RIVERTON — People attending a public meeting last week in Riverton spoke against a revised permit that inflicts tighter restrictions on the proposed Moneta Divide natural gas field east of town.

“It almost looks like the DEQ intends to shut down our mineral industry … by regulatory squeezes,” IDEA Inc. president Alan Moore said during the public meeting Feb. 13 at the Sundowner in Riverton.

IDEA Inc. is the city of Riverton’s economic development arm.  Moore was referencing a January decision by the Wyoming Department of Environmental Quality to add testing and purity requirements to Aethon Energy’s water output from the Moneta Divide.

The requirements call for routine samplings of Boysen Reservoir and the Wind River and new routine frack and well additive screenings, as well as limits on temperature, sulfides, radium, barium, and chloride.

The DEQ revision acknowledges that the new conditions are more stringent than in the past – in fact “more stringent than those for similar EPA-permitted facilities covered on the Wind River Indian Reservation.”

In a letter responding to the revision, Aethon Energy representatives said the new purity requirements — especially the mandate that no more than 20 parts per billion in total sulfide contamination appear downstream from Badwater Creek — were “unprecedented and impractical,” because laboratories “cannot detect” the contaminants to a fraction that precise.

Moore said the DEQ was “requiring companies to do things that technically aren’t possible.” He suggested that the strict parameters “would mean Aethon would leave – and we wouldn’t get any of their taxes.”

The company originally applied for a permit revision to accommodate an expansion of the Moneta Divide Field.
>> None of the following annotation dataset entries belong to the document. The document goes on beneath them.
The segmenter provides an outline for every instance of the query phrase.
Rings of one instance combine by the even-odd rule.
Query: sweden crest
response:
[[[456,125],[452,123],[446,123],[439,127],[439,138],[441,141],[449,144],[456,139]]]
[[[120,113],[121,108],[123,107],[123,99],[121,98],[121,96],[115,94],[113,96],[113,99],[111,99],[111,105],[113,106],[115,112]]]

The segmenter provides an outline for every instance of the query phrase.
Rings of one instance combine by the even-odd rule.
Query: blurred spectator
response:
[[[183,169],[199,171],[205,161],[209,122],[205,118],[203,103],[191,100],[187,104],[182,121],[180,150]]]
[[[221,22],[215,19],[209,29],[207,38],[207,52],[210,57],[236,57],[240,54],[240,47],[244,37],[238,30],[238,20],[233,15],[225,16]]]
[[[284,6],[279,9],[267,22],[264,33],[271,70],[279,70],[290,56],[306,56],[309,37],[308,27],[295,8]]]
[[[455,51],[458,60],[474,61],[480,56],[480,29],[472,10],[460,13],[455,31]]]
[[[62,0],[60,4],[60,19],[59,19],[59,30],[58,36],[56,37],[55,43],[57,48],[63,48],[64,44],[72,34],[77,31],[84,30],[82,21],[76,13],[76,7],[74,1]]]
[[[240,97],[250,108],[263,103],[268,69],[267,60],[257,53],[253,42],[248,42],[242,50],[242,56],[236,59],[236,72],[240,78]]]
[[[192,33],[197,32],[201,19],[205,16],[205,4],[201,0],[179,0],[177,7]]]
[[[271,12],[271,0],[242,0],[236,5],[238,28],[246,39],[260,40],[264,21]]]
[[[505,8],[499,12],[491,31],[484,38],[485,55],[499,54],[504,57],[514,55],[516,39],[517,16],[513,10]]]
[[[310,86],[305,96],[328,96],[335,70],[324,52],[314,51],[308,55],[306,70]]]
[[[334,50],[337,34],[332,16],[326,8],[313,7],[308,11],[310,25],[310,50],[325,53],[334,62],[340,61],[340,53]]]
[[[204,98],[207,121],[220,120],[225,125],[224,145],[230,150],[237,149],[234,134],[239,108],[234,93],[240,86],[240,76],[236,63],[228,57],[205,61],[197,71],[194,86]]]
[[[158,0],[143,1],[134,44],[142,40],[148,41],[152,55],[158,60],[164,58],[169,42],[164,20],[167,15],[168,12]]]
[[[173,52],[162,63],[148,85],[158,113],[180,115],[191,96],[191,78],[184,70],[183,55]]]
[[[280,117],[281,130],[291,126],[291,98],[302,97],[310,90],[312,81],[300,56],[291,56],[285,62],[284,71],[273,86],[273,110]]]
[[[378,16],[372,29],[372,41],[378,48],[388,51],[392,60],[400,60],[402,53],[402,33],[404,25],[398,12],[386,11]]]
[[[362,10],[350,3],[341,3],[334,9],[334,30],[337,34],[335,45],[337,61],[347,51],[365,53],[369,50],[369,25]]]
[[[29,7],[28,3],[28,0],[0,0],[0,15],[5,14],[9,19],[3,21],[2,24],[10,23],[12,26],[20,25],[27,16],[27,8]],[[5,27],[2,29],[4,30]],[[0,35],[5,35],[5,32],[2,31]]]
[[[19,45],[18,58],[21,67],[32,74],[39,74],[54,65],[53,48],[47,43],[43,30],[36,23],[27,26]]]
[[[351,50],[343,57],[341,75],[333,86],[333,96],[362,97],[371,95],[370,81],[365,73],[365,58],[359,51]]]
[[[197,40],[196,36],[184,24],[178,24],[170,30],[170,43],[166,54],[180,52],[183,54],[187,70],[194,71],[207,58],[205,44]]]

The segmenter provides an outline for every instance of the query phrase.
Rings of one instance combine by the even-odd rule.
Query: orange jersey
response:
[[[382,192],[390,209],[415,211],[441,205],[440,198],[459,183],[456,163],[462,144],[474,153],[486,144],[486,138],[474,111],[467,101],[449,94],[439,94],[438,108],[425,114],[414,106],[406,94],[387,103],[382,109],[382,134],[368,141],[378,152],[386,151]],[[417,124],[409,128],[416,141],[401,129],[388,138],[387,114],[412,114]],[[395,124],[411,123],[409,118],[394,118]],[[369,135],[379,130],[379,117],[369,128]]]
If the expansion were allowed, the increased drilling could have brough $71 million a year in federal royalties, $57.6 million a year in Wyoming severance taxes, and $70 million a year in county ad valorem taxes, according to previous reports.
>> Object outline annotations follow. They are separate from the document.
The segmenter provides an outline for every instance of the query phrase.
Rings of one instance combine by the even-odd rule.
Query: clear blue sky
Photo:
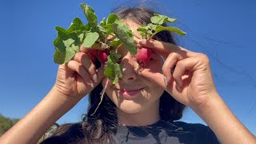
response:
[[[99,19],[122,0],[2,0],[0,2],[0,114],[22,118],[54,83],[53,61],[56,26],[67,28],[73,18],[86,22],[79,3],[86,2]],[[130,1],[128,4],[134,4]],[[180,45],[209,55],[217,89],[235,115],[256,134],[256,2],[252,0],[158,0],[151,7],[178,18],[187,32]],[[125,4],[126,6],[128,5]],[[74,122],[86,112],[82,99],[58,122]],[[187,109],[182,119],[204,123]]]

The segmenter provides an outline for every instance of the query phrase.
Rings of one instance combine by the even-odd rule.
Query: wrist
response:
[[[224,102],[217,91],[209,93],[204,97],[206,98],[205,100],[201,102],[191,103],[189,107],[190,107],[196,113],[207,113],[207,111],[211,110],[213,106],[216,106],[220,103],[224,104]]]
[[[65,102],[78,102],[82,98],[77,96],[77,95],[69,95],[65,93],[63,93],[63,90],[62,90],[60,88],[56,86],[56,84],[52,87],[50,93],[51,93],[53,96],[59,97],[60,98],[63,99]]]

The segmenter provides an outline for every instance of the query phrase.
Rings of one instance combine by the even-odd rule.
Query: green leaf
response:
[[[110,42],[108,43],[109,46],[118,46],[119,45],[121,45],[122,42],[119,38],[115,38],[114,40],[112,40],[111,42]]]
[[[106,24],[113,24],[113,23],[115,23],[115,22],[119,22],[119,18],[117,14],[110,14],[109,15],[109,17],[107,18],[107,20],[106,20]]]
[[[165,15],[154,14],[153,17],[151,17],[150,21],[152,23],[162,25],[166,22],[174,22],[176,21],[174,18],[170,18],[169,17],[166,17]]]
[[[137,47],[134,45],[134,36],[132,33],[128,30],[128,33],[126,32],[126,26],[121,26],[118,24],[113,23],[113,30],[115,35],[121,40],[121,42],[125,45],[125,46],[128,49],[128,50],[132,54],[137,54]],[[130,35],[130,34],[132,35]]]
[[[119,58],[121,58],[121,54],[114,52],[114,50],[110,51],[110,58],[112,60],[113,62],[118,62]]]
[[[99,22],[98,24],[99,26],[104,26],[106,25],[106,18],[104,17],[103,19],[101,21],[101,22]]]
[[[63,64],[69,62],[79,51],[80,42],[75,33],[68,34],[58,33],[54,45],[55,47],[54,60],[55,63]]]
[[[88,22],[93,25],[97,25],[98,18],[95,14],[94,10],[86,3],[81,3],[80,6],[83,10]]]
[[[113,84],[116,84],[118,82],[119,78],[122,77],[122,65],[114,62],[110,55],[109,55],[107,57],[104,74],[106,78],[113,81]]]
[[[179,30],[177,27],[165,27],[165,26],[157,26],[157,27],[155,29],[155,33],[154,34],[154,35],[156,33],[158,33],[158,32],[162,31],[162,30],[169,30],[170,32],[177,33],[179,35],[185,35],[186,34],[186,33],[184,31]]]
[[[55,29],[58,34],[61,34],[62,35],[66,35],[70,33],[76,33],[79,38],[80,43],[84,39],[85,33],[90,30],[89,26],[83,25],[82,22],[78,18],[75,18],[73,20],[73,22],[70,24],[70,27],[67,30],[65,30],[60,26],[56,26]]]
[[[82,43],[82,46],[85,47],[90,47],[92,46],[95,42],[98,40],[99,35],[97,32],[94,33],[87,33],[86,35],[86,38],[84,40],[84,42]]]

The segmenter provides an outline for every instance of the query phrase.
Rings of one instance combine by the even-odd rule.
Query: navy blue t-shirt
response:
[[[115,138],[118,143],[123,144],[219,143],[214,132],[202,124],[162,120],[147,126],[119,126]]]

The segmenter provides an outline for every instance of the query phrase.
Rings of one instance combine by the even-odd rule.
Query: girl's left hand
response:
[[[206,54],[156,40],[139,39],[136,43],[158,51],[166,59],[162,74],[152,73],[146,66],[139,74],[161,86],[177,101],[198,107],[218,93]]]

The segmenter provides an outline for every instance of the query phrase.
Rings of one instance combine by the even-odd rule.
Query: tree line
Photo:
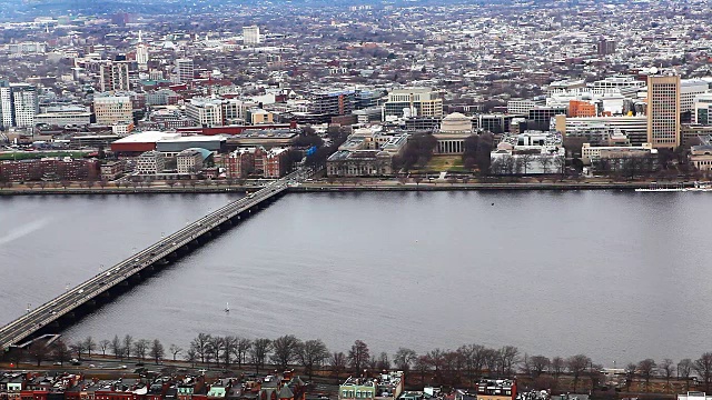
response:
[[[55,360],[65,363],[72,358],[82,360],[91,354],[113,357],[116,359],[152,360],[159,363],[172,361],[230,368],[245,366],[254,368],[257,373],[269,368],[287,369],[299,366],[312,379],[315,372],[328,372],[336,381],[349,372],[360,374],[365,370],[383,371],[393,368],[412,372],[419,384],[464,384],[472,386],[482,377],[513,377],[524,374],[534,381],[541,378],[540,389],[556,384],[562,376],[566,376],[573,390],[582,389],[580,383],[585,379],[595,390],[602,382],[602,366],[594,363],[585,354],[567,358],[522,353],[514,346],[490,348],[482,344],[464,344],[457,349],[439,349],[418,353],[409,348],[398,348],[395,353],[372,353],[368,344],[356,340],[347,351],[330,351],[320,339],[301,340],[294,334],[276,339],[248,339],[238,336],[214,336],[198,333],[187,348],[170,344],[166,351],[158,339],[135,339],[130,334],[115,336],[112,340],[95,341],[87,337],[82,340],[66,342],[58,339],[47,346],[41,341],[33,342],[26,351],[16,352],[19,362],[29,356],[38,366],[42,361]],[[670,386],[672,379],[685,382],[686,390],[693,377],[709,391],[712,383],[712,352],[703,353],[699,359],[682,359],[675,363],[672,359],[655,362],[644,359],[629,363],[624,369],[626,389],[630,390],[635,379],[644,382],[649,389],[651,379],[664,379]],[[414,379],[412,378],[412,379]]]

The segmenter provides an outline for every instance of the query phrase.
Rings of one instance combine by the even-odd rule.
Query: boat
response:
[[[692,187],[684,187],[683,183],[678,183],[674,187],[661,187],[657,183],[651,183],[650,188],[639,188],[635,191],[640,192],[686,192],[686,191],[712,191],[712,183],[710,182],[694,182]]]

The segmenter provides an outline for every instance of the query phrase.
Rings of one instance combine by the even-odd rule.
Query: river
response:
[[[230,199],[0,198],[0,322]],[[712,350],[709,221],[705,193],[294,193],[65,333],[694,359]]]

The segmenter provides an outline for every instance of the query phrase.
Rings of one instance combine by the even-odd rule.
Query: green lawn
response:
[[[465,171],[461,156],[433,156],[431,162],[423,169],[428,171]]]

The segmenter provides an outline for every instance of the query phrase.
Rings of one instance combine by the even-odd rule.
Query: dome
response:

Without the expansion, IDEA Inc. executive director Kevin Kershisnik said, “there will be no growth” in the county, economically.

The DEQ wrote that comments by community members in favor of Aethon’s expansion “were based on economic rather than technical merits of the application.”

“However, the goal of a discharge permit is to set the requirements necessary for the protection of downstream waters,” the agency stated.

As proposed, the expansion could bring an estimated $50 million to $100 million to the Fremont County assessed valuation and tax base. Expansion would be a significant employer as well, both during drilling and production of wells and in monitoring and testing afterward.